Огницкий помолчал и сказал серьёзно, твёрдо:
– Извиниться надо, Славка.
Поленов хмыкнул, встал, прошёлся по вагончику.
– Нет, Серёжа, не надо мне извиняться. Это им, аристократам болотным, надо передо мной извиниться! – речь Поленова забилась на высокой ноте, но в ней не было и тени раздражения. – И дело не в этих ста миллионах, плевал я на них, денег я всегда заработаю. За дело наше обидно. Да и даже не в деле суть. В душу они мне плюнули. Понимаешь, как бы это всё тебе сказать: всё, на чём стоит моя жизнь – для них пшик. Я для них не то что человек третьего сорта, я для них – вообще нуль. И поэтому я пойду стреляться…
– Ты учти, – перебил Огницкий, – они ведь не на понт берут, я думаю – всерьёз.
– Ну и пусть будет всерьёз. Стрельбы, что ли, боюсь. Мне в Афгане орден не за красивые глаза дали, а за эту самую стрельбу. И что такое пулю получить – не понаслышке знаю, не одну из меня вытащили.
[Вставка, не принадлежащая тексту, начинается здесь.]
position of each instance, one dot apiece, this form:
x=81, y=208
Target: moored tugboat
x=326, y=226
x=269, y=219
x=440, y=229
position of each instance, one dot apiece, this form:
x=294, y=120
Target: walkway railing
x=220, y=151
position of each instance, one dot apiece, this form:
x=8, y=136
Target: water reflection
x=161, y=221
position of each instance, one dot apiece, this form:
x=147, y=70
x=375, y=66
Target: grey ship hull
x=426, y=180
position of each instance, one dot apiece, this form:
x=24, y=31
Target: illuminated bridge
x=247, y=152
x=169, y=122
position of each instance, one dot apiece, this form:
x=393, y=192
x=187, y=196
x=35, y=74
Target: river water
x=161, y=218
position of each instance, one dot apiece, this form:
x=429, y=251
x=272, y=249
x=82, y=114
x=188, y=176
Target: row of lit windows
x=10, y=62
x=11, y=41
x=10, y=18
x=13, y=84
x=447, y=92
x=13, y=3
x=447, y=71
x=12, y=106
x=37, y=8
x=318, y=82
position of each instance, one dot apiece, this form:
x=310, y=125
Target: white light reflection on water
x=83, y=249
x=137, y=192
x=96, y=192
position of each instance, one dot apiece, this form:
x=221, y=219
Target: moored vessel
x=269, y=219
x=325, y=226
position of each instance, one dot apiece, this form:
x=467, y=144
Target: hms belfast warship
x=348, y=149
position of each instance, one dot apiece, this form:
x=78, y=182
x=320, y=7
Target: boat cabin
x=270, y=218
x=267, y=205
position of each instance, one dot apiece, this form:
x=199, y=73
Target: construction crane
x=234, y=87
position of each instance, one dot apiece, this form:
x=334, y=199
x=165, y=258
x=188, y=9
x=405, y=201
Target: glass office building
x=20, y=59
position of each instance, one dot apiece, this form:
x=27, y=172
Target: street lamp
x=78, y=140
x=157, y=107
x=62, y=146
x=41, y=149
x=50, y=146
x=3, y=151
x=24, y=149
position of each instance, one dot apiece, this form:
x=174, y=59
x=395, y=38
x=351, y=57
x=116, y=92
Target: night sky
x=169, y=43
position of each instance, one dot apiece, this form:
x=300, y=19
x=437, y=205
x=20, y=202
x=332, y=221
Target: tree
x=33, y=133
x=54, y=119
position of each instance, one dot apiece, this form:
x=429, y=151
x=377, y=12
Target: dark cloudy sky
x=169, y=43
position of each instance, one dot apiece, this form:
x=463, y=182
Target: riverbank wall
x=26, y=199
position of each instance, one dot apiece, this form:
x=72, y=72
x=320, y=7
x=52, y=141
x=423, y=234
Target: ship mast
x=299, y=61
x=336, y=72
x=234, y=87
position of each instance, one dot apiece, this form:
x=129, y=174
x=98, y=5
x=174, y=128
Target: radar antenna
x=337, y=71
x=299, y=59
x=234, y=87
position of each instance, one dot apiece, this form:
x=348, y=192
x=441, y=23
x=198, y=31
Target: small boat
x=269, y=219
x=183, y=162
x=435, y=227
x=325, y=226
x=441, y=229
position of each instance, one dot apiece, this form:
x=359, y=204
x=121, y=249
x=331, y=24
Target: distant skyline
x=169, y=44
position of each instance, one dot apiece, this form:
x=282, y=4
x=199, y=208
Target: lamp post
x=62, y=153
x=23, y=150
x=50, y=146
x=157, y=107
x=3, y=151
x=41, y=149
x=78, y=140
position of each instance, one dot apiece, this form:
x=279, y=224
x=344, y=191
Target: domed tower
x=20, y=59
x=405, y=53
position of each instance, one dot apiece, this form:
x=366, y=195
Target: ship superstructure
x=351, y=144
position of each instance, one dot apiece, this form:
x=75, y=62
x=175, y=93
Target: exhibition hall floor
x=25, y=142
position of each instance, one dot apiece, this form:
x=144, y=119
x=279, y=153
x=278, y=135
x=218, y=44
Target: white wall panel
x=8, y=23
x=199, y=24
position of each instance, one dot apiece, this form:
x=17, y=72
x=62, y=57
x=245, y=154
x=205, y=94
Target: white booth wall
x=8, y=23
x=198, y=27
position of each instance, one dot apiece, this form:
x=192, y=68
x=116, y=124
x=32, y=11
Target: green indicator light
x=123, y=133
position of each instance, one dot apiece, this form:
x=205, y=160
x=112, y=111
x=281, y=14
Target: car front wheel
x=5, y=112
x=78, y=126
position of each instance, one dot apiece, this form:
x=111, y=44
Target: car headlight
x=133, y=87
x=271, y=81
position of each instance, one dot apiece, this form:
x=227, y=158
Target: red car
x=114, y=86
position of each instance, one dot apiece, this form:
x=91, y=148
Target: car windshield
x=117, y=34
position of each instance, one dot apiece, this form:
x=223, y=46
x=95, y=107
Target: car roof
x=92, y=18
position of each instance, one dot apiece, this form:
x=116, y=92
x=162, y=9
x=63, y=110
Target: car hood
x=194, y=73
Огницкий не возражал, понимал – бесполезно.
Ровно в десять в дверь постучали. Вошёл худощавый высокий парень лет двадцати пяти. Поздоровался, насторожённо встал у порога: руки в карманах наглухо застёгнутой лёгкой куртки, глаза цепко ухватились за Поленова.
– Я от Ивана Нелюдимова. Вы решили?
– Да-с, любезнейший, мы решили, – Поленов притворно зевнул. – Решили стреляться. Но поначалу, милейший, не обессудьте ответить на пару вопросов.
– Задавайте, – спокойно ответил посыльный.
– Не получится ли, что на месте дуэли кроме вашего Ивана я найду ещё десять человек с пулемётами?
– Если бы мы захотели отомстить вам таким образом, то не затевали бы спектакль. Вас бы уже застрелили.
– Логично. Но вдруг вам захотелось театральных эффектов… Где гарантии?
– Гарантия – только моё честное слово. На месте дуэли будут Иван, я и вы с вашим секундантом.
– Хорошо, верю, – медленно проговорил Поленов. – А если я убью противника, что потом?
– Не волнуйтесь, дело не пойдёт в милицию. Мы никогда туда не обращаемся.
– Ладно. И теперь верю. А из чего стреляться будем? Пищалей, обрезов?
– Выберете сами.
– Когда?
– Сейчас. Если у вас нет больше вопросов, то прошу следовать за мной. Как я понял, у вас уже есть секундант?
– Да, есть. Ну что, Сергей Петрович, тронем к барьеру, – Поленов деланно хохотнул. Огницкий хмуро молчал.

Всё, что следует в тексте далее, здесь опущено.